Conception, danse et chorégraphie : Lisbeth Gruwez
Compositeur, créateur sonore et assistant : Maarten Van Cauwenberghe
Costumes : Véronique Branquinho
Lumières : Harry Cole, Caroline Mathieu
Conseiller : Bart Meuleman
Remerciement : Tom De Weerdt
Coproduction : Grand Theater Groningen, Troubleyn, Jan Fabre / Theater Im Pumpenhaus & what beside(s) death
[1] À ne pas confondre avec un autre télé-évangéliste, Peter Poppoff qui est figuré sur la pochette, peinte par Ed Repka, du disque Spiritual Healing (1990) du groupe Death. http://www.youtube.com/watch?v=LAJQOeCSs_o
[2] Voir l’article du Los Angeles Times : http://articles.latimes.com/1986-08-03/entertainment/ca-1235_1_swaggart
[4] J’ai vu notamment de telles coiffures dans des peintures de la période symboliste figurant des femmes démoniaques. Peut-être chez Adolphe Mossa, Félicien Rops ou Alfred Kubin. Cette note sera ultérieurement complétée par quelques exemples concrets !
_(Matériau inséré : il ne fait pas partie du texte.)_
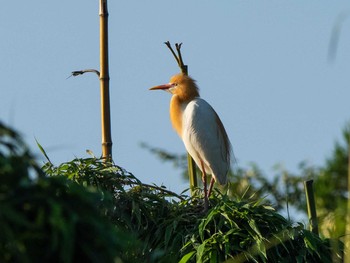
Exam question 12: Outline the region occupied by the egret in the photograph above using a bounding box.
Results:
[150,73,232,209]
[5] Flashback lors des premières secondes du spectacle : j’ai huit ans et je contemple un Adolf Hitler de cire au musée Tussauds à Londres. Un extrait d’un de ses discours filmés est projeté sur son visage, si bien qu’il a l’air vivant…
[6] Ma lecture du spectacle, très subjective, est sans doute influencée par la théorie du Neither-Neither d’Austin Osman Spare exprimée notamment dans The Book of Pleasure (self-love) (1913). L’on trouvera une introduction très pertinente au Neither-Neither, par le commentaire d’une illustration, vers la minute 4 du documentaire suivant : http://www.youtube.com/watch?v=NXOt215GCWI
[7] Cf. notamment La littérature et le mal.
[8] Rappel d’une lecture d’enfant : Le Docteur Fatalis, tyran de Latvérie, est radiant d’énergie, ivre de puissance après avoir absorbé les pouvoirs cosmiques du Surfer d’argent, dans un épisode des Quatre fantastiques, bande dessinée scénarisée et dessinée par deux américains d’origine juive, Stan Lee et Jack Kirby. Cf. : http://marvel.wikia.com/Fantastic_Four_Vol_1_57
[9] Et de penser à relire le roman Le parfum de Patrick Süskind, ouvrage remarquable sur le charisme et la persuasion.